Even then, however, her pleasure in things smaller than herself wasn’t quite over and one winter she made friends with a mouse. In Otago the milking cows were generally kept indoors on winter nights and given a last feed about eight o’clock, the time when the mouse would appear in Jessie’s feed-bin. Certainly, other mice were about, but this was the only one to appear publicly, as it were. With one good snort she could have blown the tiny creature through the back wall, but she kept very still and never even tried to touch it. All she did was half turn her head and follow its friskings with one kindly eye. We were able to watch too, because the mouse seemed to gain courage from the presence of his large friend and took no notice of us. Heaven knows what Jessie really made of the mouse, but she almost seemed to smile as she watched him, and plainly enjoyed his company.
Finally there was Rocker. Rocker was a comfortable patched-up Holstein and we all agreed that somewhere in the remote past one of her ancestors must have been a horse.
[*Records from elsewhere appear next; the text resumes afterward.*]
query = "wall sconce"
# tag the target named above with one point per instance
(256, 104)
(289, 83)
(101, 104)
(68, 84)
Every now and again after she’d been lying down, she’d try to get up like a horse, front legs first. This method works pretty well with horses but with cows it’s different, and Rocker could only ever manage to get up halfway. That is, once she’d pushed herself into a sitting position by bracing her front legs, there she stuck. Her rear end was immovable. But this didn’t worry her and sometimes she’d stay in this equine or canine sitting position for as long as ten minutes, chewing her cud and contentedly surveying the world around her. When she eventually decided it was time to get herself on all four feet, she’d begin rocking, rather like someone starting a swing, and hoping no doubt for enough momentum to hoist her rear end off the ground. She’d rock and rest, rock and rest, but naturally enough, in the end she was always obliged to kneel down and get up hindlegs first, as cows are born to do. This continued throughout her life, on an average of two or three times a month. I never heard of any other cow who tried to get up like a horse.
I do like cows. I like their big kindly eyes, their beautifully curved or beautifully crumpled horns, and above all I like their air of easygoing serenity. I even like the smell of them, while the smell of too many sheep can make me physically sick.
So after that testimony it may seem a bit odd to end by quoting in full a poem by Ogden Nash who I don’t think regarded cows very highly at all:
The cow is of the bovine ilk
One end is moo, the other milk.
Memorable? All those. The lot. And by heavens I’m pretty sure that Darkie, Lena, Jessie and all the others would have thought so too. The dear old things.